Note that it only solves the problem of backporting packages to be used on top of older versions of the package they were split from. It also provides a way for people to experiment with packages that provide alternative implementations of standard modules.
There is potential for confusion if this is used too heavily however. For example two packages built against standard and replacement modules may not be able to be used together because they will re-export different types.

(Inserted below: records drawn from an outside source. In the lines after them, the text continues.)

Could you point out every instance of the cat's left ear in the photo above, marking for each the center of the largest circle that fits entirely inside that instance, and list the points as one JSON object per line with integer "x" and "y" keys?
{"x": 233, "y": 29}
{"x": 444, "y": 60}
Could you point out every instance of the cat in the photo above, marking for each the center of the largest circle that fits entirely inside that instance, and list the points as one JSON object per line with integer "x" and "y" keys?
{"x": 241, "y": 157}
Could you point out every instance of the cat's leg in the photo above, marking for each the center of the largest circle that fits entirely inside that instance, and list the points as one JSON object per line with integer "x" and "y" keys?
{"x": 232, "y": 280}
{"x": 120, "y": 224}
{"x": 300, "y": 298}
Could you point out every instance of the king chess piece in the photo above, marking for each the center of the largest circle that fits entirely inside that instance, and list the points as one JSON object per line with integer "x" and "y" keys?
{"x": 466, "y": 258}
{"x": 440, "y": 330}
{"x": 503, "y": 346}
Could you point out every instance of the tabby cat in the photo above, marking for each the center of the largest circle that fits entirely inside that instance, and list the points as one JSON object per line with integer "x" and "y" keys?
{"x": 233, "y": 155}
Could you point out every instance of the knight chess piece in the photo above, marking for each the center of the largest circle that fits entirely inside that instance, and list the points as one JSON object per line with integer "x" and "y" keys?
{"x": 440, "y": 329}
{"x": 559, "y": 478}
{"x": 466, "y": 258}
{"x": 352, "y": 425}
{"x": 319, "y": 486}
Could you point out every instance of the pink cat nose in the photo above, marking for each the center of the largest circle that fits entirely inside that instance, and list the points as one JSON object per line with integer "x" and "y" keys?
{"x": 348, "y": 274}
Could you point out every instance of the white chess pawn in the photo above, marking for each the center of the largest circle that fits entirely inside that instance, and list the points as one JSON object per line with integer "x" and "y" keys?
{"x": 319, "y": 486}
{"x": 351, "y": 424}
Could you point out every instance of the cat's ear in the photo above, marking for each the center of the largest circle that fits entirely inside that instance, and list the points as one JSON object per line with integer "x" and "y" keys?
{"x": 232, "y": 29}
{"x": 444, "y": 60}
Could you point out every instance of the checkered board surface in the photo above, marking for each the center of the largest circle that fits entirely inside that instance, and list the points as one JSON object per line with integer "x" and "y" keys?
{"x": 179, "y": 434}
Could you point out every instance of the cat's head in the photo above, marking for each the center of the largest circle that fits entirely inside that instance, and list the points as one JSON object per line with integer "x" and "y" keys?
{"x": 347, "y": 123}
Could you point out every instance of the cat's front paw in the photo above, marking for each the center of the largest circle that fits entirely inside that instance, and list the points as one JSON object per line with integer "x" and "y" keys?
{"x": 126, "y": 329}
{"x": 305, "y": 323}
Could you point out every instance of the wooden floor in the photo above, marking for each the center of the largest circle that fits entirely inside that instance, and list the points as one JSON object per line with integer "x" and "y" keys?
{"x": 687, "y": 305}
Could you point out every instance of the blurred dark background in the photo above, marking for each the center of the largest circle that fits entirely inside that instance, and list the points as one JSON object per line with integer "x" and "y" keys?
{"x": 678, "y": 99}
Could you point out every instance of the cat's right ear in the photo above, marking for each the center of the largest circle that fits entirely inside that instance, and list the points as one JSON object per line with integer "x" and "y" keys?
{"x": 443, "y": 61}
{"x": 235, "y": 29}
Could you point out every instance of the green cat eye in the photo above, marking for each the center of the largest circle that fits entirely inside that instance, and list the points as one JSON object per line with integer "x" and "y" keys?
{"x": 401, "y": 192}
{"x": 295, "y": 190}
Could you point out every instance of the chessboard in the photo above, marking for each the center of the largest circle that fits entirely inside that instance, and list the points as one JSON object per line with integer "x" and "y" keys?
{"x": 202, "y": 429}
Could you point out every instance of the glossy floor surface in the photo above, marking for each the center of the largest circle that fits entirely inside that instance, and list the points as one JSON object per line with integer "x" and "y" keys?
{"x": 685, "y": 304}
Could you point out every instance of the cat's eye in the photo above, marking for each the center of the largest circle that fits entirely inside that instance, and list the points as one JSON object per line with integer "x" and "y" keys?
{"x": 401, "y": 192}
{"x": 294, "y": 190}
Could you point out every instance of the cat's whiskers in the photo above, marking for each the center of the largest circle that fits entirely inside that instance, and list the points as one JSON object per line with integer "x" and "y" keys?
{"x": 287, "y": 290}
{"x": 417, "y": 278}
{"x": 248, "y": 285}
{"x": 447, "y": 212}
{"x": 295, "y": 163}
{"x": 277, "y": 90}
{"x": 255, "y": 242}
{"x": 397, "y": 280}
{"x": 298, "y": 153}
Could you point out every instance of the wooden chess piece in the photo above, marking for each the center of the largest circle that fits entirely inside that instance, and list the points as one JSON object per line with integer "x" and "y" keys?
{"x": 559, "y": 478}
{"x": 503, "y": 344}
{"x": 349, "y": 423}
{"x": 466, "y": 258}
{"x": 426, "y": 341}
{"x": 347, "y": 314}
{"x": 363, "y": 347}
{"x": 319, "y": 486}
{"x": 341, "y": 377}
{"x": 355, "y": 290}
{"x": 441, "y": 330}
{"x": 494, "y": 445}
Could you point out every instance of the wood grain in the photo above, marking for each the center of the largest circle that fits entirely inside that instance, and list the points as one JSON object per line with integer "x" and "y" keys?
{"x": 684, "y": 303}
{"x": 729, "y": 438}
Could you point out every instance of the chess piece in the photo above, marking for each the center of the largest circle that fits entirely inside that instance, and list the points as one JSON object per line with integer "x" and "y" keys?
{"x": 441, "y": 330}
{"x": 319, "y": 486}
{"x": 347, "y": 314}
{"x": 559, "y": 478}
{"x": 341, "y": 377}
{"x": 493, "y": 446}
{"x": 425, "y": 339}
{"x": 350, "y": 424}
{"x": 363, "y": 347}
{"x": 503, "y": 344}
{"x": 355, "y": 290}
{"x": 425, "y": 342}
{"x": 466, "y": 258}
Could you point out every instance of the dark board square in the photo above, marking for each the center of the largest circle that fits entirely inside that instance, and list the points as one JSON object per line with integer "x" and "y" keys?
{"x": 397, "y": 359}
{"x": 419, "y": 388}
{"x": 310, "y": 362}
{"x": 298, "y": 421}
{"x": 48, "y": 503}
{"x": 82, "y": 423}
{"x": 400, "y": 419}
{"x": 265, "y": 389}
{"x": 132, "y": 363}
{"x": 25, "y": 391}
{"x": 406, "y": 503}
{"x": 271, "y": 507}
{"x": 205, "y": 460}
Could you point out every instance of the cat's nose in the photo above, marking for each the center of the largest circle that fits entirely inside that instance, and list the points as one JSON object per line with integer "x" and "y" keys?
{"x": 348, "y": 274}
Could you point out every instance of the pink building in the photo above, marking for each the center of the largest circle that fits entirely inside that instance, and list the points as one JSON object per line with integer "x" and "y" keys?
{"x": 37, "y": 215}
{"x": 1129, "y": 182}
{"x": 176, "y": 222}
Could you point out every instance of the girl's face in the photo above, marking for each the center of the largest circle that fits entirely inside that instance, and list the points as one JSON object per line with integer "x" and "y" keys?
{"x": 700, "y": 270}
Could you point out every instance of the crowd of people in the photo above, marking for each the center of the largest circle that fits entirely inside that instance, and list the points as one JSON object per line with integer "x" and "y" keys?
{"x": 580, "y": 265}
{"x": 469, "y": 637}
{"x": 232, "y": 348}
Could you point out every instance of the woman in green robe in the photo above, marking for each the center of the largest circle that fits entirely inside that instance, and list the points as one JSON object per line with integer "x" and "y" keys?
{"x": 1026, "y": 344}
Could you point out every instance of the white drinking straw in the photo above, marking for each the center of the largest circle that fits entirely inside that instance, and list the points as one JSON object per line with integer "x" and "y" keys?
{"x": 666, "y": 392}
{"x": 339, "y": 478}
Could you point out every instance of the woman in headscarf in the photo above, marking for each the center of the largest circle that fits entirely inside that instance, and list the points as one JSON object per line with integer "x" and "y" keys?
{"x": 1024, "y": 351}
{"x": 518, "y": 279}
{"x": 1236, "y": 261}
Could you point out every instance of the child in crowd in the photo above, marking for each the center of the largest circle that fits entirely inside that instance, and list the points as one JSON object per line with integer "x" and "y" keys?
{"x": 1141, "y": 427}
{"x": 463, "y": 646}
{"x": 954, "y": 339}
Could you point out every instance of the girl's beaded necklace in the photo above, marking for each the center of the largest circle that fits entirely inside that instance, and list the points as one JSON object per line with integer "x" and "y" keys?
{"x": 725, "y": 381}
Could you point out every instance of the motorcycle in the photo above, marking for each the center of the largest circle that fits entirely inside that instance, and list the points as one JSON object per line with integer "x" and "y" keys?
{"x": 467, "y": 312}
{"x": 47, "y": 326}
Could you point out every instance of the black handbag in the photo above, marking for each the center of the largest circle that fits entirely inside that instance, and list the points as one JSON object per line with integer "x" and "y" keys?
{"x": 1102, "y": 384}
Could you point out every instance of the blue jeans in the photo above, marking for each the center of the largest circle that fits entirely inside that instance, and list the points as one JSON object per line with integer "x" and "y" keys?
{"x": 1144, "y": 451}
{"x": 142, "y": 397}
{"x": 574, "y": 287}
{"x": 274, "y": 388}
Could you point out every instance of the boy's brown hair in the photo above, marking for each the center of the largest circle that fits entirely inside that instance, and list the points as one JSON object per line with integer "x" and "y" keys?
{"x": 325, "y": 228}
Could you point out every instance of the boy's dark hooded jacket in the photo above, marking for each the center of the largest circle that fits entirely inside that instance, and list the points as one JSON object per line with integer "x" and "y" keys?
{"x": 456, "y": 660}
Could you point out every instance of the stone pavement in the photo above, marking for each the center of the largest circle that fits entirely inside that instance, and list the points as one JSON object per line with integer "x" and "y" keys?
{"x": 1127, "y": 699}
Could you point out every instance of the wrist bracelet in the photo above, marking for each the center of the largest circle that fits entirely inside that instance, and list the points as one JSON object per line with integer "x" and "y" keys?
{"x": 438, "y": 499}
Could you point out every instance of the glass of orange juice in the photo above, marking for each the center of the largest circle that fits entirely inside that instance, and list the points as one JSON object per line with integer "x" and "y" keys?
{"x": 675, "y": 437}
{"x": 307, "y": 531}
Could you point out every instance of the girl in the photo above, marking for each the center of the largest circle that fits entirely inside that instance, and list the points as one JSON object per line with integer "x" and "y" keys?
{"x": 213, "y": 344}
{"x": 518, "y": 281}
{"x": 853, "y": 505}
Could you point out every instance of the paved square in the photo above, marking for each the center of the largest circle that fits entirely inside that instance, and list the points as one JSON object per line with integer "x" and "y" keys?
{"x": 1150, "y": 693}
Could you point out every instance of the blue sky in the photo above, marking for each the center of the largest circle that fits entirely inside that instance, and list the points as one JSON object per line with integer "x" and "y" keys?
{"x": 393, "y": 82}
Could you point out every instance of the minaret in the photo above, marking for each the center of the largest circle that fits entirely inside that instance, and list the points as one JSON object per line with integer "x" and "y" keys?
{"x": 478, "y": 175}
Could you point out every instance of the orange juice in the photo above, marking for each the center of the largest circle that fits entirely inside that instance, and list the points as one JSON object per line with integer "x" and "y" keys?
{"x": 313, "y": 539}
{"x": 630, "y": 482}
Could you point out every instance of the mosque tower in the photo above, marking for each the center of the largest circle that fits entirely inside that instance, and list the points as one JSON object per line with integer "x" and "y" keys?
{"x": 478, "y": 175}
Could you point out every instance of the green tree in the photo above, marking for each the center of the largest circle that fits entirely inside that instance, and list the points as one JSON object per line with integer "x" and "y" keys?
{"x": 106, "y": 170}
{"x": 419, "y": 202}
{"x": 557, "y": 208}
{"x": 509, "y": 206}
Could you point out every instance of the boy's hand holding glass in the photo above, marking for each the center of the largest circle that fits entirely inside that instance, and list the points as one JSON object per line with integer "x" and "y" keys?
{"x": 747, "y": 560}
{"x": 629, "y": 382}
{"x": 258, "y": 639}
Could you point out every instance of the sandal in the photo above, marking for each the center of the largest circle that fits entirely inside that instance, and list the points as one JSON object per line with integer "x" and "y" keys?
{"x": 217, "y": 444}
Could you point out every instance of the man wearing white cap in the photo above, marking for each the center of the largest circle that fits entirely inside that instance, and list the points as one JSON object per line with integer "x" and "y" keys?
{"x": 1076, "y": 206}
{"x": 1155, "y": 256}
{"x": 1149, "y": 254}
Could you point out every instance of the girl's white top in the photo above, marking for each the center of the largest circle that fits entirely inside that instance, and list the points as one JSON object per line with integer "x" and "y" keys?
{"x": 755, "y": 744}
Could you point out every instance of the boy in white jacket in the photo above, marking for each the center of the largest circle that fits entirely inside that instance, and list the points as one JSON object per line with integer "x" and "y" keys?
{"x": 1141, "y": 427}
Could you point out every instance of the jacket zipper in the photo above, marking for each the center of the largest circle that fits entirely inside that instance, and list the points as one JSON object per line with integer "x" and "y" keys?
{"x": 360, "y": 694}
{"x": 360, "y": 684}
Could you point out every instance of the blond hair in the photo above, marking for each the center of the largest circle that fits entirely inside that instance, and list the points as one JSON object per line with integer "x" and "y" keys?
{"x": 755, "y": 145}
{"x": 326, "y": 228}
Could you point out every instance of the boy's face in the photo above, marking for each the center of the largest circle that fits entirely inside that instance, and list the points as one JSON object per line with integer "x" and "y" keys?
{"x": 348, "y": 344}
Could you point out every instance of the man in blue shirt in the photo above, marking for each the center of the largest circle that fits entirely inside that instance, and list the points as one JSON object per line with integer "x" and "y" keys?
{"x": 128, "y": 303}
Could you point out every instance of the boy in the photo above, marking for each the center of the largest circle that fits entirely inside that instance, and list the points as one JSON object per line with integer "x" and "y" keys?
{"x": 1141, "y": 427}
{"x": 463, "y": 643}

The problem of lax version dependencies
Supposing that we used solution 2 above and had a base-2.x and a base-3.x. If we take an old package and build it against base-2.x then it will work and if we build it against base-3.x then it'll fail because it uses modules from the split out packages like directory, bytestring etc. So obviously Cabal should select base-2.x, but how is this decision actually supposed to be made automatically? From a quick survey of the packages on hackage we find that 85% specify unversioned dependencies on the base package and none of them specify upper bounds for the version of base. So presented with a package that says:
how are we to know if we should use base-2.x or base-3.x. It may be that this package has been updated to work with base-3.x or that it only ever used the parts of base-2.x that were not split off. This dependency does not provide us with enough information to know which to choose. So we are still left with the situation that every package must be updated to specify an api version of base.
One possible remedy would be to call version 3 something other than base. Any dependency on 'base' would then refer to the set of modules that comprise base-2.x (this is (4.2) above, incedentally).